There is plenty of blame to go around. Let’s start with the app developer.
Certainly the app developer was sloppy, sloppy, sloppy. I can imagine that the app worked great in testing, when only one or two instances of the app were running at any one time on a simulator or on actual devices. Scale it up—boom! This is a case where manual code reviews may have found the problem. Maybe not.

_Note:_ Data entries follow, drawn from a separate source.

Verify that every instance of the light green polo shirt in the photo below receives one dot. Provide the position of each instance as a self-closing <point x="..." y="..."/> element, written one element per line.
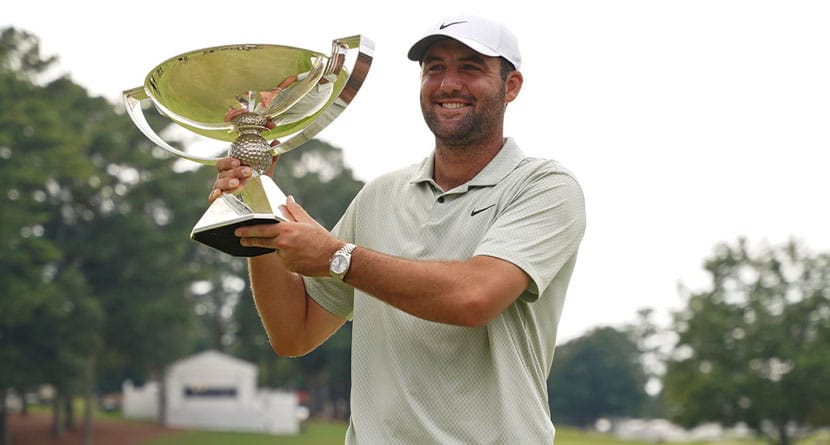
<point x="420" y="382"/>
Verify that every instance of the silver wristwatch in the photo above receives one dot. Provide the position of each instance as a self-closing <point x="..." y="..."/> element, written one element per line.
<point x="340" y="261"/>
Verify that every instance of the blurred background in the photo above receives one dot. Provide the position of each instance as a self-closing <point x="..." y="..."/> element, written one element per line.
<point x="699" y="131"/>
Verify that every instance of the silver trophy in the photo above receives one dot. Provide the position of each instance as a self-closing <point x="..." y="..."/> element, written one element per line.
<point x="249" y="95"/>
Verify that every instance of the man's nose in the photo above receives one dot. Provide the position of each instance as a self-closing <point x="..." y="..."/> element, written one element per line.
<point x="451" y="81"/>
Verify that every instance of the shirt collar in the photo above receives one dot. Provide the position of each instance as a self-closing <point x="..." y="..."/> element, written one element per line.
<point x="500" y="166"/>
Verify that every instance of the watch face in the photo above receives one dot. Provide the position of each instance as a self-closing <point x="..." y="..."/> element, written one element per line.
<point x="339" y="264"/>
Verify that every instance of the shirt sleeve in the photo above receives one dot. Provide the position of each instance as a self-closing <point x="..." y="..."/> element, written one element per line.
<point x="540" y="228"/>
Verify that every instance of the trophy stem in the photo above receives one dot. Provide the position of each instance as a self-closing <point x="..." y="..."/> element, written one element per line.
<point x="258" y="202"/>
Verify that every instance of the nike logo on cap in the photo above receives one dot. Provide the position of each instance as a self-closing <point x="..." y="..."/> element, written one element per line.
<point x="447" y="25"/>
<point x="476" y="212"/>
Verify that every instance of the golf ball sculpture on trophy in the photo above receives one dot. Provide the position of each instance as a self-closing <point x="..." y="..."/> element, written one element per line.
<point x="249" y="95"/>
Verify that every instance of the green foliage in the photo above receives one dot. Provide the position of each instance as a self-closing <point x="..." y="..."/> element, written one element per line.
<point x="596" y="375"/>
<point x="98" y="267"/>
<point x="754" y="348"/>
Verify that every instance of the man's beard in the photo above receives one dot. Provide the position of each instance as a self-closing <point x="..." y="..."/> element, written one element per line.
<point x="473" y="128"/>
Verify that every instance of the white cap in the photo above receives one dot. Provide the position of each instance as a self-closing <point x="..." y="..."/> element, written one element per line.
<point x="482" y="35"/>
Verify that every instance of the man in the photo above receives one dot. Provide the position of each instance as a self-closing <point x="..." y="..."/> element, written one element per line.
<point x="453" y="271"/>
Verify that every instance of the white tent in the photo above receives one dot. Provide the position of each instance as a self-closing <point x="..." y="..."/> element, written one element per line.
<point x="212" y="390"/>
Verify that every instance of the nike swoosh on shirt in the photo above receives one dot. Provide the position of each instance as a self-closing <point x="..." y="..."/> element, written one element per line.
<point x="476" y="212"/>
<point x="447" y="25"/>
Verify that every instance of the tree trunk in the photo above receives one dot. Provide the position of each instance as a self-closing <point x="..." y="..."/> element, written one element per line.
<point x="4" y="419"/>
<point x="162" y="401"/>
<point x="57" y="425"/>
<point x="69" y="413"/>
<point x="783" y="437"/>
<point x="89" y="400"/>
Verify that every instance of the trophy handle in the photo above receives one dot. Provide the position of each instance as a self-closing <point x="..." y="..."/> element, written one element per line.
<point x="365" y="52"/>
<point x="133" y="99"/>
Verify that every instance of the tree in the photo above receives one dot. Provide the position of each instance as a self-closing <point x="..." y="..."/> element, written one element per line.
<point x="755" y="346"/>
<point x="94" y="233"/>
<point x="597" y="375"/>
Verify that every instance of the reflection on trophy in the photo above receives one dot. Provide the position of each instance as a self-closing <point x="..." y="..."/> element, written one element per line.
<point x="249" y="95"/>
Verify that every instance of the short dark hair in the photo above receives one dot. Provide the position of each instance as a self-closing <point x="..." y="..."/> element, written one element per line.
<point x="506" y="68"/>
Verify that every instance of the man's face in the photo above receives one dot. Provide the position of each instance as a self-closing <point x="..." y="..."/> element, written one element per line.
<point x="462" y="94"/>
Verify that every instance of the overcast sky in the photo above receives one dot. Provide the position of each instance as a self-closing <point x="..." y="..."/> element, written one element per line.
<point x="687" y="122"/>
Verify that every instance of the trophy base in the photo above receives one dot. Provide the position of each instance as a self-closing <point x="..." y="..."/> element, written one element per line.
<point x="257" y="203"/>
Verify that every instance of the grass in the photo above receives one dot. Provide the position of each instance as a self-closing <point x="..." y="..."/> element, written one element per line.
<point x="314" y="433"/>
<point x="324" y="433"/>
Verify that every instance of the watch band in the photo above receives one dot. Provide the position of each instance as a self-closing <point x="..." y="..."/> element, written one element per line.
<point x="341" y="261"/>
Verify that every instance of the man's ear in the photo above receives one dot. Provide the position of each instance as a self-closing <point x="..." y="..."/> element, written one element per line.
<point x="513" y="85"/>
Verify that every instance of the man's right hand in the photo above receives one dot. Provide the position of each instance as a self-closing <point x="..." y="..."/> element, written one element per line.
<point x="233" y="175"/>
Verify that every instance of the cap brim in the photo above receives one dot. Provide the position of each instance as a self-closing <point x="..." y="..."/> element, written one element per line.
<point x="416" y="52"/>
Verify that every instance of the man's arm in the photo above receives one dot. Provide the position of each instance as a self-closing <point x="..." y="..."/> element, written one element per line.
<point x="466" y="293"/>
<point x="294" y="322"/>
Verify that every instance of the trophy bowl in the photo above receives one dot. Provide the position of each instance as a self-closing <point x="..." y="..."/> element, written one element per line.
<point x="250" y="95"/>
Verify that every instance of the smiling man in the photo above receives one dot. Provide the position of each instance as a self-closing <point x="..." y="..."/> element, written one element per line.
<point x="453" y="271"/>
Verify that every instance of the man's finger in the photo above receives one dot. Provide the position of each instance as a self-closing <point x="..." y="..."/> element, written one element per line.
<point x="296" y="211"/>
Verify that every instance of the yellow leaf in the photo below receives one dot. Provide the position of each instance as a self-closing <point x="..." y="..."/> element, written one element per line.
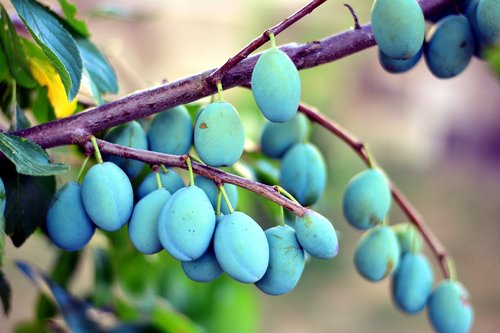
<point x="46" y="75"/>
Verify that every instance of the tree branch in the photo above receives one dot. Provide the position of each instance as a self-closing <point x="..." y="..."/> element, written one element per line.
<point x="73" y="129"/>
<point x="217" y="175"/>
<point x="411" y="213"/>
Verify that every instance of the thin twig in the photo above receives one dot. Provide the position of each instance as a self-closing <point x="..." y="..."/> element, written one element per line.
<point x="354" y="16"/>
<point x="411" y="213"/>
<point x="220" y="176"/>
<point x="218" y="74"/>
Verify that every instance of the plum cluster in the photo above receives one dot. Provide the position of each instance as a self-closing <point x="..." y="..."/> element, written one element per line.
<point x="206" y="234"/>
<point x="395" y="251"/>
<point x="399" y="29"/>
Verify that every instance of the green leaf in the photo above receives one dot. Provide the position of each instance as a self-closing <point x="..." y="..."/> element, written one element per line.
<point x="99" y="72"/>
<point x="70" y="11"/>
<point x="55" y="41"/>
<point x="27" y="201"/>
<point x="5" y="293"/>
<point x="29" y="158"/>
<point x="14" y="52"/>
<point x="4" y="69"/>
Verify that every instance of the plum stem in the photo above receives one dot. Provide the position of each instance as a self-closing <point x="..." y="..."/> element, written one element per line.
<point x="97" y="152"/>
<point x="226" y="198"/>
<point x="190" y="169"/>
<point x="82" y="168"/>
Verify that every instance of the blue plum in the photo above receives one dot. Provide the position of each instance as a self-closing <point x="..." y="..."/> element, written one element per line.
<point x="143" y="225"/>
<point x="377" y="253"/>
<point x="398" y="27"/>
<point x="211" y="190"/>
<point x="367" y="199"/>
<point x="171" y="131"/>
<point x="3" y="196"/>
<point x="450" y="46"/>
<point x="316" y="235"/>
<point x="449" y="309"/>
<point x="286" y="261"/>
<point x="412" y="283"/>
<point x="67" y="222"/>
<point x="131" y="135"/>
<point x="276" y="85"/>
<point x="219" y="136"/>
<point x="488" y="20"/>
<point x="241" y="247"/>
<point x="108" y="196"/>
<point x="204" y="269"/>
<point x="409" y="238"/>
<point x="303" y="173"/>
<point x="186" y="223"/>
<point x="396" y="66"/>
<point x="277" y="138"/>
<point x="171" y="181"/>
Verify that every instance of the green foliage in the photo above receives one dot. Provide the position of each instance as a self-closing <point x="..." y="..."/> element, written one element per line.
<point x="28" y="198"/>
<point x="14" y="52"/>
<point x="55" y="41"/>
<point x="28" y="157"/>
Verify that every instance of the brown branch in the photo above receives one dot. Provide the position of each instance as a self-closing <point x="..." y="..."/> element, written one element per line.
<point x="354" y="16"/>
<point x="73" y="129"/>
<point x="154" y="158"/>
<point x="411" y="213"/>
<point x="218" y="74"/>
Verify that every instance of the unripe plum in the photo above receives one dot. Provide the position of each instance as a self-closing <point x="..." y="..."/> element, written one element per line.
<point x="286" y="261"/>
<point x="316" y="235"/>
<point x="277" y="138"/>
<point x="303" y="173"/>
<point x="143" y="225"/>
<point x="367" y="199"/>
<point x="377" y="253"/>
<point x="108" y="196"/>
<point x="67" y="222"/>
<point x="412" y="283"/>
<point x="186" y="223"/>
<point x="450" y="46"/>
<point x="276" y="85"/>
<point x="131" y="135"/>
<point x="219" y="136"/>
<point x="241" y="247"/>
<point x="449" y="308"/>
<point x="398" y="27"/>
<point x="171" y="131"/>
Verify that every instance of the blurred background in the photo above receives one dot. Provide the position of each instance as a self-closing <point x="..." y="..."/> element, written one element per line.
<point x="438" y="140"/>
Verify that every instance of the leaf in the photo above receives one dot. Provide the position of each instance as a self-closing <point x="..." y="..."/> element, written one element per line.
<point x="4" y="69"/>
<point x="29" y="158"/>
<point x="5" y="293"/>
<point x="46" y="76"/>
<point x="14" y="53"/>
<point x="74" y="311"/>
<point x="27" y="201"/>
<point x="41" y="107"/>
<point x="62" y="271"/>
<point x="70" y="11"/>
<point x="101" y="76"/>
<point x="55" y="41"/>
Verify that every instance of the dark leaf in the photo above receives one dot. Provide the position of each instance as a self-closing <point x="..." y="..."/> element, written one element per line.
<point x="101" y="75"/>
<point x="55" y="41"/>
<point x="5" y="293"/>
<point x="14" y="53"/>
<point x="29" y="158"/>
<point x="70" y="11"/>
<point x="28" y="199"/>
<point x="74" y="311"/>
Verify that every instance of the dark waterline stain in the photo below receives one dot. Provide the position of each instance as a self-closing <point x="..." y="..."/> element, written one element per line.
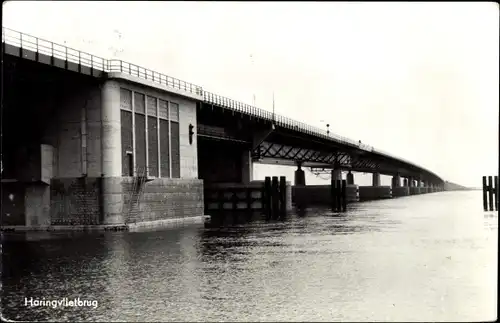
<point x="425" y="258"/>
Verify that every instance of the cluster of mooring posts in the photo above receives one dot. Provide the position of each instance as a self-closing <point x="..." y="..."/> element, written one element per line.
<point x="490" y="193"/>
<point x="338" y="195"/>
<point x="274" y="197"/>
<point x="268" y="197"/>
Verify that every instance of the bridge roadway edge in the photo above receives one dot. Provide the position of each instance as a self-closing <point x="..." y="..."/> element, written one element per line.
<point x="160" y="223"/>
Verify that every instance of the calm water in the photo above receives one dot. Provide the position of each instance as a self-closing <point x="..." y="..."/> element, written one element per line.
<point x="422" y="258"/>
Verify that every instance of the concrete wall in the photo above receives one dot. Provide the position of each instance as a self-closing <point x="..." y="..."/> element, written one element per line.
<point x="257" y="193"/>
<point x="162" y="198"/>
<point x="400" y="191"/>
<point x="374" y="192"/>
<point x="187" y="115"/>
<point x="321" y="194"/>
<point x="78" y="112"/>
<point x="78" y="201"/>
<point x="75" y="201"/>
<point x="37" y="204"/>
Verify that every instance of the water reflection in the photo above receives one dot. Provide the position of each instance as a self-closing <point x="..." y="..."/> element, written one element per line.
<point x="404" y="259"/>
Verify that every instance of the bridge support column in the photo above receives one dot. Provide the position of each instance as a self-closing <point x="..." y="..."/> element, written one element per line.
<point x="336" y="174"/>
<point x="376" y="179"/>
<point x="111" y="159"/>
<point x="246" y="167"/>
<point x="350" y="178"/>
<point x="410" y="182"/>
<point x="396" y="181"/>
<point x="300" y="177"/>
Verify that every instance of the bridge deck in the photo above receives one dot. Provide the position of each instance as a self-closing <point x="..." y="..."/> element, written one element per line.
<point x="43" y="51"/>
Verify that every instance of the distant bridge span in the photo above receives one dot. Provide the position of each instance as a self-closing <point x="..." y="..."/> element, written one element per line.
<point x="271" y="138"/>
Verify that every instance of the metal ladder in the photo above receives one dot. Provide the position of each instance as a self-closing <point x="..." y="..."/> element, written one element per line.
<point x="136" y="192"/>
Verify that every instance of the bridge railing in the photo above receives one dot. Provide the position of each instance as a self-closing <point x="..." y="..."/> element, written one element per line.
<point x="115" y="65"/>
<point x="279" y="119"/>
<point x="45" y="47"/>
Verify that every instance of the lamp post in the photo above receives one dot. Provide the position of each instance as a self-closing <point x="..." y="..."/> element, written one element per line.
<point x="327" y="127"/>
<point x="253" y="69"/>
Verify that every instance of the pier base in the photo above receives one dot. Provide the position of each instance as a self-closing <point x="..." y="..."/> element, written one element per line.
<point x="400" y="191"/>
<point x="367" y="193"/>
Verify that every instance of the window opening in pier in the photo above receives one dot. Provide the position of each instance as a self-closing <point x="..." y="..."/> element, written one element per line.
<point x="130" y="161"/>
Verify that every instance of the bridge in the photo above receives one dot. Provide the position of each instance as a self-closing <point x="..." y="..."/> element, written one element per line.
<point x="89" y="140"/>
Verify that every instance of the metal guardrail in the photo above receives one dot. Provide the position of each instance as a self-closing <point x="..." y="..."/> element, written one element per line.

Alternatively, the app developer could have checked to see if the public APIs it required (such as NOAA’s weather API) could handle the anticipated load. However, if the coders didn’t write the software correctly, load testing may not have sufficed. For example, say that the design of the app was to pull data every 10 seconds. If the programmers accidentally set up the data retrieval to pull the data every 10 milliseconds, the load would be 1,000x greater than anticipated. Every 10 seconds, no problem. Every 10 milliseconds, big problem. Boom!
This is a nasty bug, to be sure. Compilers, libraries, test systems, all would verify that the software ran correctly, because it did run correctly. In the scenario I’ve painted, it simply wasn’t coded to meet the design. The bug might have been spotted if someone noticed a very high number of external API calls, or again, perhaps during a manual code review. Otherwise, it’s not hard to see how it would slip through the crack.
Let’s talk about NOAA now. In 2004, the weather service beefed up its Internet loads in anticipation of Hurricane Charley, contracting with Akamai to host some of its busiest Web pages, using distributed edge caching to reduce the load. This worked well, and Akamai continued to work with NOAA. It’s unclear if Akamai also fronted public API calls; my guess is that those were passed straight through to the National Weather Service servers.